In case farmers organize themselves in a small cooperative where four farms share the same PtH2 infrastructure to supply fuel for their agricultural machinery and one FCMV in each farm (case 3b), the system is up-scaled to an optimal configuration of 290 kW electrolyser and 26 m3 (500 bar) of storage capacity. Even though this higher H2 demand does not necessarily result in major changes in the capacity factor of the plant, the specific CAPEX is reduced by 17% compared to sharing the infrastructure with just two farms (case 2b), which in turn proportionally reduces the H2 production costs (Table 6).


TABLE 6. Results of PtH2 plant optimization according to different cases assessed.

New composite materials for compressed H2 storage and reduced use of noble metals like platinum and titanium in PEM electrolysis will result in lower costs in the future (Schmidt et al., 2017; Moradi and Groth, 2019). As no changes in optimal plant configurations were found in 2030 compared to 2020, these technological developments are considered the main reason for the 30% reduction in LCOH2 observed. Interestingly, a previous study from our group based on H2 production without demand constraints, showed a lower reduction of 18% in production costs when comparing 2020 and 2030 technological scenarios (Janke et al., 2020). In that case, the higher capacity factor of the electrolyser (≥75%) increased the total expenses with electricity purchase, thereby reducing the effect of CAPEX on the LCOH2.

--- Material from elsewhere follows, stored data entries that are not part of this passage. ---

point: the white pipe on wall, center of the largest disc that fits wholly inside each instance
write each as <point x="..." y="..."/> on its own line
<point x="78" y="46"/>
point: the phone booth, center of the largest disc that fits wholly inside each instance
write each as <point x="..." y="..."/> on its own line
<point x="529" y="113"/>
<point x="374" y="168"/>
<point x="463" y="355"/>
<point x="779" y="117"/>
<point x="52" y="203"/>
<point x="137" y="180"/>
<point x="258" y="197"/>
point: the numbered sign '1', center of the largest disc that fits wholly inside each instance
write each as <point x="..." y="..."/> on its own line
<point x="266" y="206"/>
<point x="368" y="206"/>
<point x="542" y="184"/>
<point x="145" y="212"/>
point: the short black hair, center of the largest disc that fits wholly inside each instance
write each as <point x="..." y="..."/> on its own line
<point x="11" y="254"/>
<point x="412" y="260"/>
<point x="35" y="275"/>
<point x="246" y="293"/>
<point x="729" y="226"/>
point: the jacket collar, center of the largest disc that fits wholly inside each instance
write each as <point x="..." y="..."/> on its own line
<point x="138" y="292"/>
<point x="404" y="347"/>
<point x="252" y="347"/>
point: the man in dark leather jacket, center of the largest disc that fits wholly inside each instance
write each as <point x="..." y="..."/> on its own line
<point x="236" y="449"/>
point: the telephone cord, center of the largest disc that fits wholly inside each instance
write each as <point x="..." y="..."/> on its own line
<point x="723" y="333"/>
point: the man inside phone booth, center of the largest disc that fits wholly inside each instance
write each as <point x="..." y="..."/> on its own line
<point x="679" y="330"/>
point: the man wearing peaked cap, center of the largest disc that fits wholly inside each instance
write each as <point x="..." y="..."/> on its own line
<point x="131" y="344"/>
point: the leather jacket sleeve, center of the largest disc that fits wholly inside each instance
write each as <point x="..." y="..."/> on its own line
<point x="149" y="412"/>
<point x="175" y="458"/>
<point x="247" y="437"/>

Effect of By-Products Recovery

The PtH2 plant produces and delivers H2 according to the demand of FCAM and FCMV, however, the process of water electrolysis also results in O2 production mediated by an exothermic reaction (Eq. 1 described in System Description). As PEM electrolysers are operated under controlled temperature (50–80°C), a water-based cooling system needs to be integrated to avoid overheating of the cell (>100°C), thereby also allowing the recovery of low-temperature waste heat (Buttler and Spliethoff, 2018). The feasibility of valorizing these by-products depends on local demand. For instance, our farm includes intensive tomato cultivation in a greenhouse, which requires temperature control for year-round production. In this case, it is assumed that the electrolyser’s cooling system could be integrated to the heating system of the greenhouse, offsetting the heat required from conventional sources (Wiederholm et al., 2018). Furthermore, O2 use in aquaculture has gained attention in recent years, in particular in recirculating aquaculture systems that require high levels of dissolved oxygen to allow high production densities. As O2 would be usually generated on-site via energy-intensive PSA systems, water electrolysis could partly supply O2 to aquaculture offsetting costs associated with the oxygenation process. Both WH and O2 valorization would positively impact the economic performance of the PtH2 plant. Such benefits in terms of LCOH2 reduction are shown in Figure 7.


FIGURE 7. Effect of by-products recovery on the levelized cost of H2 (LCOH2) according to the different cases assessed. Note: Red dotted lines represent the diesel equivalent price without tax relief (2020–1.35 €/L or 5.33 €/kg H2; 2030–1.62 €/L or 6.40 €/kg H2); black dotted lines represent the diesel equivalent price with tax relief (2020–1.17 €/L or 4.62 €/kg H2; 2030–1.40 €/L or 5.53 €/kg H2); WH–waste heat; O2–oxygen; (-) without; and (x) with.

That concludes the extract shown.